Reactions: Like 1 | Funny 4


----------



## dord (Mar 16, 2018)

Wolfspidurguy said:


> my rarest specimen is so rare you may not even know its name. it is the one and only specimen in my collection because i got it and was like "whats the point of getting other Ts if i already have the rarest one known to man" its name strikes fear into the hearts of peoples wallets and causes a sense of aww and wonder among T keepers. be ready to google this name because only a few have seen it in person. it is... *THE BRACHYPELMA ALBOPILOSUM*... did i mention that im broke and cant afford to buy anything more rare and still can barely afford to buy another T...


Incredible. How much did you pay to have it smuggled into the states? They're thought to be extinct.

Reactions: Like 1 | Funny 1


----------



## Greasylake (Mar 16, 2018)

Wolfspidurguy said:


> my rarest specimen is so rare you may not even know its name. it is the one and only specimen in my collection because i got it and was like "whats the point of getting other Ts if i already have the rarest one known to man" its name strikes fear into the hearts of peoples wallets and causes a sense of aww and wonder among T keepers. be ready to google this name because only a few have seen it in person. it is... *THE BRACHYPELMA ALBOPILOSUM*... did i mention that im broke and cant afford to buy anything more rare and still can barely afford to buy another T...


I heard that the only one in the world was the holotype used to describe the species. How did you get your hands on such a rare species and why don't you have a nobel prize yet?

Reactions: Like 1 | Agree 1 | Funny 1


----------



## Wolfspidurguy (Mar 16, 2018)

Greasylake said:


> I heard that the only one in the world was the holotype used to describe the species. How did you get your hands on such a rare species and why don't you have a nobel prize yet?


nature finds a way *Jurassic park theme starts playing*

Reactions: Funny 2 | Cake 1


----------



## dord (Mar 16, 2018)

Jokes aside, I dunno how rare Sahydroaraneus raja is but they're pretty expensive.


----------



## Andrea82 (Mar 16, 2018)

dord said:


> Jokes aside, I dunno how rare Sahydroaraneus raja is but they're pretty expensive.

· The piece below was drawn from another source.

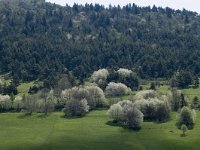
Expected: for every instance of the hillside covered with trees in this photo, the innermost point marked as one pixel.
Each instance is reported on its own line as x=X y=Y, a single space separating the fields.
x=41 y=40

Ive seen them for sale two or three times, at whopping prices. Beautiful species though!

Reactions: Like 1 | Agree 1


----------



## Wolfspidurguy (Mar 16, 2018)

dord said:


> Incredible. How much did you pay to have it smuggled into the states? They're thought to be extinct.


i spent a whoping 20$ +30$ shipping because im broke

Reactions: Funny 3


----------



## cold blood (Mar 16, 2018)

Wolfspidurguy said:


> i spent a whoping 20$ +30$ shipping because im broke


Shop smarter then.  $20 for an albo is a lot *if* its a sling....2 day shipping under good conditions would at least cut costs there in half.

Reactions: Informative 1


----------



## NukaMedia Exotics (Mar 16, 2018)

basin79 said:


> My lass seems to be rather particular about how she grabs her prey. Monday's feeding shows it.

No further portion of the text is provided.